日本では825試合連続出場を記録するなど不動のレギュラーとして活躍していた秋山翔吾(レッズ)だが、今季は控え外野手兼代打要員という慣れない役割でのプレーを強いられている。地元メディア「シンシナティ・インクワイアー」のボビー・ナイチンゲール記者は、そんな秋山の現状をレポート。秋山は「選手として毎日プレーしなければならないと思っている」と語りつつも「でも、外野手3人の活躍を見ていると、自分自身をスタメンで使うべきかを迷ってしまう。それが現実であり、今の状況だ」と冷静に現状を見つめている。

日本時間5月8日に故障者リストから戦列復帰した秋山がスタメン出場したのは5試合だけ。同17日のロッキーズ戦ではメジャー移籍後初の1試合3安打を記録して打率を.286まで上げたが、それ以降はスタメン出場が2度しかなく、9試合に出場して14打席にとどまっている(12打数1安打2四球)。打撃練習中にスイングの修正を試みても、結果が出るかどうかは試合で実際にプレーしてみないとわからない。「試合に出て、その結果を見たほうがわかりやすい。今はそれができない」と秋山は苦しい現状について語る。

レッズの外野陣は、正左翼手のジェシー・ウィンカーと正右翼手のニック・カステヤーノスが首位打者争いをするほど打撃好調。マイナー契約で加入したタイラー・ネークインも打撃面で存在感を示し、秋山不在の間に手にした正中堅手の座をキープしている。当初、秋山とレギュラー争いをする予定だったニック・センゼルは内野手としての出場機会が増え、ジョーイ・ボットーとマイク・ムスターカスが戦列を離れるなかでネークインは中軸打者の1人として不可欠な戦力となっているのだ。

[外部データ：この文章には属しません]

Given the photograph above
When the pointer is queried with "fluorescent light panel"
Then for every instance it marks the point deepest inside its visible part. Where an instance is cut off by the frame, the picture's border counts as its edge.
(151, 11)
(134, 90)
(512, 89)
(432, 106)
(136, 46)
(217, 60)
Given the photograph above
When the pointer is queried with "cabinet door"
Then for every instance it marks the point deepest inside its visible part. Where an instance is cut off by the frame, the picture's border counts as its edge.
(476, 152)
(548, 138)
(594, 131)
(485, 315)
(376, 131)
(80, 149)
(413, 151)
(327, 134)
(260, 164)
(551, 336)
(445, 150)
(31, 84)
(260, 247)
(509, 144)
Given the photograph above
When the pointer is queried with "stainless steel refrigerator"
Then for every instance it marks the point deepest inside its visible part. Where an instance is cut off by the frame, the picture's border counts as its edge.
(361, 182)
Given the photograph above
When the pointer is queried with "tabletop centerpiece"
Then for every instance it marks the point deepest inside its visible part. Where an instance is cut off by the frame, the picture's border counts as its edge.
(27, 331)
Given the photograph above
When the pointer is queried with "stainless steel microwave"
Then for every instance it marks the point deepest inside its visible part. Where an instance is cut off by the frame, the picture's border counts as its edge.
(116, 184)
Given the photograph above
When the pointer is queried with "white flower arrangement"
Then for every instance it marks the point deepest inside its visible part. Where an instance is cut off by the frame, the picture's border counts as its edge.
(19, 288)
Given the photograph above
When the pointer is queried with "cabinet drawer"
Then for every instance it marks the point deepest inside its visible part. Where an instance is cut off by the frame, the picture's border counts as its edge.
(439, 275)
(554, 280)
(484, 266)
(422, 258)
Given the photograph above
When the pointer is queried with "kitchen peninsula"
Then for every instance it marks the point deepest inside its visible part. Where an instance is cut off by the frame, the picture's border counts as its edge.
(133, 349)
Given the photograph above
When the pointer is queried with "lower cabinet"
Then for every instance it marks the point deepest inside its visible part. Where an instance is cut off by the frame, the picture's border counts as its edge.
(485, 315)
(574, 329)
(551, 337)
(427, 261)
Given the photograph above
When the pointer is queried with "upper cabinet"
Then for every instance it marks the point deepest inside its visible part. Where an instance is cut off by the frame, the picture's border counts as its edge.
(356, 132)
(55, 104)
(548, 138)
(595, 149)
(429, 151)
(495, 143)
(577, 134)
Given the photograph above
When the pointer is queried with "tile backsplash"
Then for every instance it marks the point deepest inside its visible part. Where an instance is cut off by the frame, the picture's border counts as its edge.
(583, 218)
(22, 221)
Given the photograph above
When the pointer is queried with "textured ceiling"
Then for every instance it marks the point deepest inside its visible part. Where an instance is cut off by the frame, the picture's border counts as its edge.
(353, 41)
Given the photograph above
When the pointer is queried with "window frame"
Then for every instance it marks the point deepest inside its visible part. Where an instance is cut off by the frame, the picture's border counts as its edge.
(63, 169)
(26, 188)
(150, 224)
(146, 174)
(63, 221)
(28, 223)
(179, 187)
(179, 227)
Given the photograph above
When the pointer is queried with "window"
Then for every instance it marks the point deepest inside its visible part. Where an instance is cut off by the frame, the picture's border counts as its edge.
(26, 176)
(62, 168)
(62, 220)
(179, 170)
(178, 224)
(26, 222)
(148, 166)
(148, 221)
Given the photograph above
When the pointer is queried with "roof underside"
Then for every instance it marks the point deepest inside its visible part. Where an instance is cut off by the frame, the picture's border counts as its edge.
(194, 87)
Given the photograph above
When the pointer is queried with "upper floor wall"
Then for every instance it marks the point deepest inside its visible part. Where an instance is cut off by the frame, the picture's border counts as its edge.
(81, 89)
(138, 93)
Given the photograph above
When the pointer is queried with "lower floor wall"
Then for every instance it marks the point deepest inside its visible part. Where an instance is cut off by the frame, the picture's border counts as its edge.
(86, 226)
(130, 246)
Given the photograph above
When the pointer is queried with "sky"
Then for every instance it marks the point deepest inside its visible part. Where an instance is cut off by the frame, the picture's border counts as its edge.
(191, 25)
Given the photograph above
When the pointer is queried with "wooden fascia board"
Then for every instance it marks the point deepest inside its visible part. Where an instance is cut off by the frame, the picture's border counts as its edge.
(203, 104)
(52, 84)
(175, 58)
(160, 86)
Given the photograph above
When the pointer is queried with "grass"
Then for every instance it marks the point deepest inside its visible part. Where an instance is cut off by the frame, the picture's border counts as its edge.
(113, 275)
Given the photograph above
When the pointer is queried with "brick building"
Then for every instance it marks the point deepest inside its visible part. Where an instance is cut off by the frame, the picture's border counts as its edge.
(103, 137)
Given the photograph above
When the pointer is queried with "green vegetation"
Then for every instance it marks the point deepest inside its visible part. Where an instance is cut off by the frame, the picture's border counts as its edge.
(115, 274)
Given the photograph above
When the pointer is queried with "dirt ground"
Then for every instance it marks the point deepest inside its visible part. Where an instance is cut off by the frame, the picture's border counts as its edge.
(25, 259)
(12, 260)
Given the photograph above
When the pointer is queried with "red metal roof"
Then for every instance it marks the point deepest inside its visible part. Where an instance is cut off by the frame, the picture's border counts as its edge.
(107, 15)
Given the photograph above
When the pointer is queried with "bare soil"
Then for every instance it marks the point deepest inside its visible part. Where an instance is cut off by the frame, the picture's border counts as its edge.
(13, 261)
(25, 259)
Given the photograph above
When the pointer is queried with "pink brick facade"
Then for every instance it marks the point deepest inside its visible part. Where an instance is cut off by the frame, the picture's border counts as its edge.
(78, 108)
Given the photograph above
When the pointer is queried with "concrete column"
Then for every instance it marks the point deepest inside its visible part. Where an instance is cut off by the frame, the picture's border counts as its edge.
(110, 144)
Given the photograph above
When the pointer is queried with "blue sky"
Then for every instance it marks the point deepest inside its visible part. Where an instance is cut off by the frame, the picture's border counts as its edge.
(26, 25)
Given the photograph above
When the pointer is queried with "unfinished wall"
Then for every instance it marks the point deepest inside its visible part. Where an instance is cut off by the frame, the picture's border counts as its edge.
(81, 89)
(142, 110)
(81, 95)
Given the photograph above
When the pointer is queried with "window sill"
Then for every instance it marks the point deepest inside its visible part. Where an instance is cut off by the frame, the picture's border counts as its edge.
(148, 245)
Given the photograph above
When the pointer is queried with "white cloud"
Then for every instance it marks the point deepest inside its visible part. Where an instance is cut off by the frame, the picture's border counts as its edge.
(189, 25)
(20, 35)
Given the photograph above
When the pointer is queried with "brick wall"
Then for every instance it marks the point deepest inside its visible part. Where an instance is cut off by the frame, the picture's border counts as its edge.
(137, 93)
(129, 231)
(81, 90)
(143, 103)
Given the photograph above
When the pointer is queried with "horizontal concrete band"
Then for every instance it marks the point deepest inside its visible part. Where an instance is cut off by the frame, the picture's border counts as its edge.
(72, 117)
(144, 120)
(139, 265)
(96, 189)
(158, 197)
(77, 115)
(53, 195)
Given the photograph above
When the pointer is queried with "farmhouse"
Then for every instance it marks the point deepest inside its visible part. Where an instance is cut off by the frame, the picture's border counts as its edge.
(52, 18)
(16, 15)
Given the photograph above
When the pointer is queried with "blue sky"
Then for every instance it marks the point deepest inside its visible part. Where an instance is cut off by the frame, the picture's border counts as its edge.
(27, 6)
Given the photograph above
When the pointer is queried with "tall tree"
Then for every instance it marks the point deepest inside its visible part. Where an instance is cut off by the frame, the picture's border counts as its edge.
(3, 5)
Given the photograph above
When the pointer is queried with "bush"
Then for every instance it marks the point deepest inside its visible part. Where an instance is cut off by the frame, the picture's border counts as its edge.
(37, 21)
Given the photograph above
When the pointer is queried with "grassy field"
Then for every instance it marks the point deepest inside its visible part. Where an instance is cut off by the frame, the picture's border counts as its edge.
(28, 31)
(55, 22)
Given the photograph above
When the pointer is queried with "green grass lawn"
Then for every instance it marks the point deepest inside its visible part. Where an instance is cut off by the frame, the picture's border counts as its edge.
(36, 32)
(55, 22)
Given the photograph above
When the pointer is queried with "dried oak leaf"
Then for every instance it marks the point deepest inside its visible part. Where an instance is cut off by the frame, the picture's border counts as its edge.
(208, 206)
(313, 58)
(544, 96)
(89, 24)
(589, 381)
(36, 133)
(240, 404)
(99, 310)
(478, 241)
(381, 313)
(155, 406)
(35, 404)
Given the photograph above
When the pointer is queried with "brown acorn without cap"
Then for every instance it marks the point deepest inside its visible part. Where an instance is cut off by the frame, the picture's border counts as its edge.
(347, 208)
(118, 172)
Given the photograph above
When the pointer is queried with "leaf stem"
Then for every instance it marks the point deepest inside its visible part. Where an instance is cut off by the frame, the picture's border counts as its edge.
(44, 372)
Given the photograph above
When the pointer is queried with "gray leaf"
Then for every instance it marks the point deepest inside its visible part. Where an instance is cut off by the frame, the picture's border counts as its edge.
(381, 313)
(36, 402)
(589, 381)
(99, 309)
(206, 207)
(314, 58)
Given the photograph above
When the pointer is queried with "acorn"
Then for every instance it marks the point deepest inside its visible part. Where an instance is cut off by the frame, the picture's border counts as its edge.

デービッド・ベル監督は「ショウゴは準備が整った状態をキープするために一生懸命取り組んでくれている。これまでに経験したことがない役割のなかで、よりよい選手になろうと努力しているんだ。もっとコンスタントに出場機会を与えたいし、今後はそうなっていくと思う」と語っているが、レッズのチーム事情を考えると、現時点では強打の外野トリオの一角に食い込むのは難しいだろう。

それでも秋山は腐ることなく努力を続け、試合後には「エネルギーが余っているから」と多くのスイングを行っている。「この経験が将来につながればいいと思っている」とあくまでも前向きに現状をとらえる秋山。実績豊富なカステヤーノスはともかく、ウィンカーとネークインの2人にはシーズン400打席以上プレーした経験がなく、シーズンが進むにつれて秋山の力が必要となる時期は必ずやってくるはずだ。